To make that happen, I sometimes do something like this:

typedef struct {
    int value;
} NewType;

NewType doSomethingNT(NewType a, NewType b) {
    return a.value + b.value;
}

Compared to:

int doSomethingI(int a, int b) {
    return a + b;
}

(That plus is just an example. Let's assume that either there's a function call overhead in both cases, or else I ask the function to be inlined in both cases. But let's not compare doSomethingNT to the bare + operator, obviously the latter is faster because it doesn't have the function call overhead)

I guess I'm asking, is there any overhead in "boxing" a primitive type a one element struct, but using that struct as a value type. (I.e. I'm not calling malloc and using pointers to it like how boxing works in Java.)

Answer 1

I tried this with the clang (specifically Apple LLVM version 5.0 (clang-500.2.79) (based on LLVM 3.3svn)) at -O2.

The source:

#include <stdio.h>

struct da_int {
    short i;
};

struct da_int add(struct da_int x, struct da_int y) {
    struct da_int rv = {x.i + y.i};
    return rv;
}

int main(int argc, char *argv[]) {
    struct da_int x = {5}, y = {3};
    printf("%d\n", add(x, y).i);
}

The compiler foiled my plan slightly—the generated main never calls add, instead computing the result at compile-time:

_main:                                  ## @main
    .cfi_startproc
## BB#0:
    pushq    %rbp
Ltmp7:
    .cfi_def_cfa_offset 16
Ltmp8:
    .cfi_offset %rbp, -16
    movq    %rsp, %rbp
Ltmp9:
    .cfi_def_cfa_register %rbp
    leaq    L_.str(%rip), %rdi
    movl    $8, %esi
    xorb    %al, %al
    callq    _printf
    xorl    %eax, %eax
    popq    %rbp
    ret
    .cfi_endproc

It did generate an add function though!
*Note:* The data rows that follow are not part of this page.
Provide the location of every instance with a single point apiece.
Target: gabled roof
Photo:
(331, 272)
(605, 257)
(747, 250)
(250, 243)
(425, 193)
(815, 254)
It takes its arguments in registers and returns a result in a register. The wrapper struct disappears completely in the compiler output, at least for this trivial case:

_add:                                   ## @add
    .cfi_startproc
## BB#0:
    pushq    %rbp
Ltmp2:
    .cfi_def_cfa_offset 16
Ltmp3:
    .cfi_offset %rbp, -16
    movq    %rsp, %rbp
Ltmp4:
    .cfi_def_cfa_register %rbp
    addl    %esi, %edi
    movw    %di, %ax
    popq    %rbp
    ret
    .cfi_endproc

Given that, I wouldn't worry too much about extra overhead from doing this.